Historical context
The Meno opens with a question as old as ethics itself, put bluntly by the Thessalian aristocrat Meno: can virtue be taught? The platform reads the dialogue as one of the pivots of Plato's thought — a short work in which a practical question about education turns, in Socrates' hands, into a profound inquiry into the nature of knowledge and learning. It belongs to the world of the sophists, who claimed to teach virtue for a fee, and it asks whether their claim makes any sense.
Central argument
The platform reads the Meno's movement as characteristic of Plato's method. Socrates first shows that neither he nor Meno can even say what virtue is — and argues that one cannot inquire into what one does not know, since one would not recognise the answer (the famous "paradox of inquiry"). His solution is the doctrine of recollection (anamnēsis): the soul is immortal and has learned all things before birth, so that what we call learning is really the recollection of knowledge the soul already possesses. He demonstrates this by drawing a correct geometric proof from an uneducated slave boy through questioning alone, teaching him nothing — the knowledge, Socrates argues, was already within. The platform reads this under education and the soul and virtue and knowledge.

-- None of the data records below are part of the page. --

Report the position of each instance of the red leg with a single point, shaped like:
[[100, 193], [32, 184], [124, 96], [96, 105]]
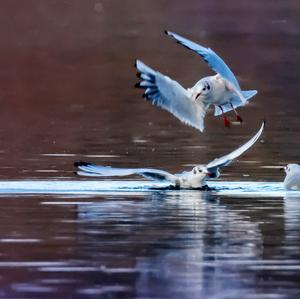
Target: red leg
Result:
[[238, 118], [226, 121]]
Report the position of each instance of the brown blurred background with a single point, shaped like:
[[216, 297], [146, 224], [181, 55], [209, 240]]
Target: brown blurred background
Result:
[[67, 77]]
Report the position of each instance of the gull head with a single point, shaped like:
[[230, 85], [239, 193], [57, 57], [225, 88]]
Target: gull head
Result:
[[202, 171], [202, 89], [291, 167]]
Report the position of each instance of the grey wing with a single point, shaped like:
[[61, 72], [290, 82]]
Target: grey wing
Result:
[[292, 180], [225, 160], [168, 94], [215, 62], [89, 169]]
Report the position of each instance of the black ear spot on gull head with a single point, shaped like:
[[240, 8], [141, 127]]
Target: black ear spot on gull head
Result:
[[81, 163]]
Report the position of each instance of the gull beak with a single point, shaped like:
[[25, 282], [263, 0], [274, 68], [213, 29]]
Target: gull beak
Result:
[[198, 95]]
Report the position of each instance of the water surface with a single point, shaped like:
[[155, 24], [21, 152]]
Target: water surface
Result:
[[66, 94]]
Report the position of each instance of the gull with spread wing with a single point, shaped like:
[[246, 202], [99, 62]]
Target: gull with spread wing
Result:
[[196, 178], [190, 105], [292, 179]]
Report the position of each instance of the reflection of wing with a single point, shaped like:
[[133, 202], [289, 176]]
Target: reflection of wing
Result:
[[88, 169], [168, 94], [214, 61], [225, 160], [292, 181]]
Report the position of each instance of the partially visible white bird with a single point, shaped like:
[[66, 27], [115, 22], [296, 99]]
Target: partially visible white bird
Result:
[[196, 178], [189, 105], [292, 179]]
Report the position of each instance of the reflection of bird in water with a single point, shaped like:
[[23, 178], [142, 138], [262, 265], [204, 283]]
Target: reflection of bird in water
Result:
[[196, 178], [190, 105], [292, 179]]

Philosophical significance
The platform reads the Meno as introducing some of Plato's most important and most debated ideas: the theory of recollection, the linked doctrine of the immortality of the soul, and the crucial distinction between true belief and knowledge — knowledge being true belief "tied down" by an account of its reasons. On the original question, the dialogue reaches a careful, tentative conclusion: if virtue is knowledge it can be taught, but since there seem to be no teachers of it, virtue may come instead by a kind of divine dispensation — leaving the matter, characteristically, unresolved and reopened.
Reception and influence
The platform reads the Meno as one of the most influential short texts in the history of philosophy and education. The paradox of inquiry and the theory of recollection set the terms for the long debate over a priori knowledge that runs through Augustine, the rationalists and Kant to the present; the slave-boy demonstration remains a touchstone in the philosophy of mind and the theory of learning. The platform reads it as the clearest dramatisation of the Socratic method as a means of drawing knowledge out of the learner, and as central to Plato and education.